Ma, appunto, il danno economico è solo una parte dell’assurdità di questa operazione. Pensare infatti di “valorizzare nel mondo” l’arte e la cultura italiana, significa innanzitutto renderle disponibili in varie lingue, cioè un investimento notevole per ciascuna produzione (che sia in carico al canale stesso o meno), e quindi automaticamente restringendo di fatto l’accesso alla piattaforma ad un numero ristretto di player, quelli ovviamente attrezzati per grandi produzioni. Ci sarà qualche grande teatro nazionale, qualcuno dei più importanti teatri d’opera, e poi? Ovviamente nessun operatore medio-piccolo avrà la possibilità reale di accedervi, e comunque di essere ‘competitivo’.

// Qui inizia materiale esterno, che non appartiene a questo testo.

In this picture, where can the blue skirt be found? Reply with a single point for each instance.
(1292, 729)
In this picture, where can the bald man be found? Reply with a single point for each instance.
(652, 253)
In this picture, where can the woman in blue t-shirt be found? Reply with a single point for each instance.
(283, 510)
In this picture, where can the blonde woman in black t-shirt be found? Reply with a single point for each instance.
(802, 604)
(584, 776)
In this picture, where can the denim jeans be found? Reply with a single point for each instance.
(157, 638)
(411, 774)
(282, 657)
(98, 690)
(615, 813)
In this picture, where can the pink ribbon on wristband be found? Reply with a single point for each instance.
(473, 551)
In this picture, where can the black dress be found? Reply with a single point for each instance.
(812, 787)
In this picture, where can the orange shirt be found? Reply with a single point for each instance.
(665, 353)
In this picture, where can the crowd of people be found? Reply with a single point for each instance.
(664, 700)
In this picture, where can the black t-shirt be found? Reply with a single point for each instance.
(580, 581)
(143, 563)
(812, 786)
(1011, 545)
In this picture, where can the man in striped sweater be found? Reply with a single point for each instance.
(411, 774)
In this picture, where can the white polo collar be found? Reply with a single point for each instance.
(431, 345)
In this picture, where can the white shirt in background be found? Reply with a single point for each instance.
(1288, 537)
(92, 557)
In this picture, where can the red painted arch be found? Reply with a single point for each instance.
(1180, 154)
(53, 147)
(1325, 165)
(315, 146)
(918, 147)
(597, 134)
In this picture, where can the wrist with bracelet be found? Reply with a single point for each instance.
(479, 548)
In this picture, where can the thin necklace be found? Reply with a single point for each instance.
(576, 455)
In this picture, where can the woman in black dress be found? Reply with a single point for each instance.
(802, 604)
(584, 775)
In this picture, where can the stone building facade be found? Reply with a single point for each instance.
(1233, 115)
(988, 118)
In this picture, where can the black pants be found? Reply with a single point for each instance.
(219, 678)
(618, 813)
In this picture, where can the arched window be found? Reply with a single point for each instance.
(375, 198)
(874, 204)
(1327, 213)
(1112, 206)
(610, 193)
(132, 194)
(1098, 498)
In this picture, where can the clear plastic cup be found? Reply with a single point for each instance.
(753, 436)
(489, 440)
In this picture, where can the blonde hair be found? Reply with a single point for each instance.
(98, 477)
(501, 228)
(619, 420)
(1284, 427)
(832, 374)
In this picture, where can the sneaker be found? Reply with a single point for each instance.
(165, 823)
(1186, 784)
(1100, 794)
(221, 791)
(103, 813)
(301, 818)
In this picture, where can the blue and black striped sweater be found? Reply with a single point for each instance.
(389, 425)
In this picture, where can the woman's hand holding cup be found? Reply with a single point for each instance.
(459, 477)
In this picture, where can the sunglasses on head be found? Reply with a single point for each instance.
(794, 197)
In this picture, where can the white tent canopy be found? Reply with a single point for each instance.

Tutto ciò, purtroppo, si inquadra nell’ambito di quel ‘cattivo rapporto’ di cui si diceva all’inizio, e che di norma (a questo punto, quando va bene!) comporta trascuratezza, ma sfortunatamente talvolta si concretizza invece in un interessamento dalle conseguenze negative.
Insomma, non paghi dei fallimenti di ‘very bello’ (sic!) e ‘Italia.it’ - perfetti esempi di cosa la classe dirigente italiana intenda per digitalizzazione, nonché di come non ne capisca un accidente - ci accingiamo ad un altro spreco di denaro pubblico, con la scusa di sostenere l’arte e la cultura italiana.
Eppure, se davvero si volesse farlo, ci sarebbero ben altri modi, e forse persino più economici. Perché il sostegno alla cultura non si può esaurire nel privilegiare poche grandi istituzioni, ma necessita un investimento sul futuro, e quindi deve essere capace di sostenere e far crescere soprattutto le realtà piccole e medie, che sono poi ad un tempo quelle che alimentano l’offerta culturale diffusa, e che contengono i germi per il continuo rinnovamento artistico e culturale del Paese.
Avendo, ad esempio, a mente l’articolo 42 della nostra Costituzione, laddove dice che la proprietà deve avere una funzione sociale ed essere accessibile a tutti, si potrebbe mettere mano ad un grande piano di ‘messa a profitto culturale’ del patrimonio immobiliare pubblico e privato in disuso. Sulla falsariga di quanto sperimentato a Napoli (una delle poche cose veramente buone ed innovative della sindacatura De Magistris), dove alcuni edifici comunali non utilizzati sono stati dati in concessione gratuita per attività sociali e culturali, e che hanno animato ed animano da anni la vita culturale della terza città d’Italia, si potrebbero affidare a cooperative di produzione culturale tanti spazi abbandonati, ottenendo così molteplici risultati.
Intanto, quello di offrire una possibilità alle realtà più deboli economicamente, affrancandole da un onere insostenibile ed al contempo mettendole in condizione di autosostentarsi; e poi, ovviamente, di aumentare fortemente l’offerta culturale sul territorio, rendendola accessibile anche a chi non può permettersi i costi della cultura più ‘paludata’, di impedire il progressivo degrado di edifici a volte di grande pregio, e più in generale di frenare il degrado urbanistico e sociale di pezzi delle nostre città. Il tutto, con una scheggia di quel che ci costerà l’ultima alzata d’ingegno ministeriale.
Insomma, per dirla in una frase, più Cinema Palazzo, e meno decisionismo di Palazzo.